Figure 3 illustrates the initial step of the Expectation-Maximization (EM) algorithm for a Gaussian Mixture Model (GMM). It shows the initial positions of two Gaussian components overlaid on the data points. In the E-step, responsibilities for each data point relative to each element are computed. In the M-step, the means and covariances of these components will be updated based on these responsibilities. This iterative process continues until the parameters converge, optimizing the model’s fit to the data.
Figure 3
Practical example:
A practical example of using the Expectation-Maximization (EM) Algorithm is in image segmentation. For instance, in medical imaging, EM can separate different tissues based on their pixel intensities in an MRI scan. The algorithm can group pixels into different segments, representing tissues (e.g., bone, muscle, and fat).
What to find:
- Segmentation of Image Pixels: Identify different pixel groups based on intensity values.
- Mean and Variance of Each Segment: Understand each segment’s average intensity and variability.
- Probability Assignments: Calculate the probability that a pixel belongs to each segment.
Step-by-step:
- Load sample image data and convert it into pixel intensity values.
- Use the EM algorithm through a Gaussian Mixture Model (GMM) to fit the data.
- Assign pixels to the most probable segments.
- Visualize the segmented image.
import numpy as np
import matplotlib.pyplot as plt
from sklearn.mixture import GaussianMixture
from skimage import data, color
# Step 1: Load a sample image and convert it to grayscale
image = color.rgb2gray(data.astronaut()) # Load an example image
pixels = image.flatten().reshape(-1, 1) # Convert image to 1D array of pixel intensities
# Step 2: Fit a Gaussian Mixture Model (GMM) using the EM algorithm
gmm = GaussianMixture(n_components=3, random_state=42) # Assume 3 components (e.g., tissue types)
gmm.fit(pixels)
labels = gmm.predict(pixels)
# Step 3: Reshape the labels to the original image shape for visualization
segmented_image = labels.reshape(image.shape)
# Step 4: Visualize the original and segmented images
fig, ax = plt.subplots(1, 2, figsize=(14, 7))
ax[0].imshow(image, cmap='gray')
ax[0].set_title('Original Image')
ax[0].axis('off')
ax[1].imshow(segmented_image, cmap='viridis')
ax[1].set_title('Segmented Image using EM Algorithm')
ax[1].axis('off')
plt.show()
Explanation:
- Load sample image data:
- We use the astronaut image from skimage.data as a sample and convert it to grayscale using color.rgb2gray() to simplify the pixel intensity data.
- The pixel intensities are flattened into a 1D array to fit with the GMM.

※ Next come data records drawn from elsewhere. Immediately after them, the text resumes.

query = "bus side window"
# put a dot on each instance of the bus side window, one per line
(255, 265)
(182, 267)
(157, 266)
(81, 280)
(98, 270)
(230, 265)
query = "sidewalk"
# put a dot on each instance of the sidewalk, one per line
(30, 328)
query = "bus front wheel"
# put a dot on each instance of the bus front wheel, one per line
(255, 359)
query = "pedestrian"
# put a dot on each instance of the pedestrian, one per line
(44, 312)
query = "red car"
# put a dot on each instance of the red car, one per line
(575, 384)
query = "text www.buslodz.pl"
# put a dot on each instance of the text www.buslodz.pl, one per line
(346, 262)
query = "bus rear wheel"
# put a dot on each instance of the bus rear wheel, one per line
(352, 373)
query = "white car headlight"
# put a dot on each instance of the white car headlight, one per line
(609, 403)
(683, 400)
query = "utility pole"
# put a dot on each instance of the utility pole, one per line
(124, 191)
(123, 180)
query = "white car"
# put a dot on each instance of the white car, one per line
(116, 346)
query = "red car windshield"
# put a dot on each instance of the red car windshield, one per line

- Fit the GMM using the EM algorithm:
- The GaussianMixture() class from sklearn.mixture is used to create and fit the GMM, which runs the EM algorithm to find the optimal means, variances, and weights for the pixel intensities.
- Segment the image:
- The predict() method assigns each pixel to a component based on its intensity and the GMM model.
- The segmented image is reshaped to match the original image’s dimensions.
- Visualize the results:
- We use matplotlib.pyplot to display the original and segmented images side by side.